The Designers’ Cut: London Fashion Week’s Film-Heavy Highlights

June 15, 2021
Written By:
Written By:
June 15, 2021

While summer dates are usually synonymous with menswear, this year’s intimate London Fashion Week line-up was opened up to both womenswear and menswear in the BFC’s ongoing efforts to counter the impact of the pandemic.

The ‘digital first’ schedule was not the IRL programming that many had optimistically set their sights on for this summer, but that didn’t stop this cinematographic-heavy programme from creating waves across the industry.

Here are three of The Next Cartel’s favourite designers this season, whose collection-via-film presentations are worthy of everyone’s attention.

Ahluwalia


Source: The Face

Back again this season with more of her signature vibrancy and thoughtful messaging, Ahluwalia has, once again, blown us away.

Ahluwalia’s SS22 collection is her first to feature ready-to-wear womenswear as well as her menswear classics. Her debut womenswear collection comes to London Fashion Week this season after her foray into the domain earlier this year in her Ganni collab.

The collection includes a collaboration with Mulberry as well as her own brand’s SS22 pieces and was presented via the short film ‘Parts Of Me’, directed by Akinola Davis Jr. The subdued, futuristic movie is the perfect juxtaposition to her patterned, denim-clad, vintage-inspired looks.

An exploration of her Nigerian-Indian heritage, the collection draws inspiration from 90s music videos, vintage hair salon posters, and photography by the late JD Okhai Ojekeire who captured hairstyles of Nigerian women.

A celebration of her own cultural identity and Black hair more generally, designer Priya Ahluwalia sought to convey black liberation and joy this season.

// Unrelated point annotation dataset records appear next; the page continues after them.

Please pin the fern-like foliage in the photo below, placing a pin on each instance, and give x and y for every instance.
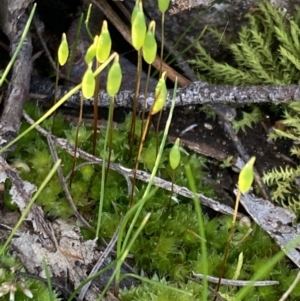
(266, 52)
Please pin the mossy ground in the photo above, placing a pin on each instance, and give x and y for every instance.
(168, 248)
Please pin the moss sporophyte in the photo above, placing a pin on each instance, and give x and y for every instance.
(168, 245)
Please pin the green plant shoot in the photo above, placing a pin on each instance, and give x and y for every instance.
(163, 5)
(91, 52)
(63, 50)
(138, 28)
(175, 155)
(104, 44)
(135, 10)
(88, 83)
(150, 45)
(160, 95)
(114, 78)
(246, 176)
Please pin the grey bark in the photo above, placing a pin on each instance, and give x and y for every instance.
(196, 93)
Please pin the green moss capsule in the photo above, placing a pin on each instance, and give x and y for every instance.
(91, 52)
(163, 5)
(246, 176)
(175, 155)
(88, 83)
(138, 28)
(103, 44)
(63, 50)
(160, 95)
(150, 45)
(114, 78)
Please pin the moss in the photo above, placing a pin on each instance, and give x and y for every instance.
(38, 289)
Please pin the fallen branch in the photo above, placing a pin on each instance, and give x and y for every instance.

“I wanted to do something important and to spark conversation, but there can be joy in doing that, as well – Black hair is so joyful,” she said in an interview.

Jordan Luca 


Source: Menswearible

Designers Jordan Bowen and Luca Marchetto are back again this season and at their best with more countercultural and subversive looks.

Their runway show is filmed in a car scrap yard and as such, the predominantly white collection boldly stands out — a moment of ephemeral beauty amongst ongoing chaos.

With a focus on renewal, this “personal jubilee” for the designers re-imagines the possibilities of masculinity while maintaining their signature focus on British heritage.

The punk-influenced designers have re-birthed this summer in a flurry of tulle roses, dainty knitwear, rich organza and embellished biker jackets. Here, we see masculinity in its most “visceral, jubilant and effervescent” form.

Nicholas Daley 

Source: 10 Magazine

An indisputable highlight of this season’s programme was Nicholas Daley’s film, ‘Return To Slygo’, presented on the final day of the schedule.

Packed with inspiring artists and collaborators, Return To Slygo is an extensively researched, cinematographic “musical conversation on ancestry, culture and resistance”.

Directed by Akinola Davies Jr., the film explores a “musical interchange” between intergenerational Black, British artists in the setting of a London house party.

Packed full of talented and creative people, the camera invites us into this dizzying, summer party, giving the viewer a taste of this fantastical, musical world.

Nicholas Daley’s collection is adorned by each and every guest, the result being a party ‘uniform’ sported by all attendees formed of crochet jumpers, tartan-print trousers and coats, colourful knitted hats and other texturally experimental creations from the designer.

With ‘Return To Slygo’, Daley has proved once again, his technical finesse as a designer and his commitment to exploring social issues and cultural history with his thought-provoking work.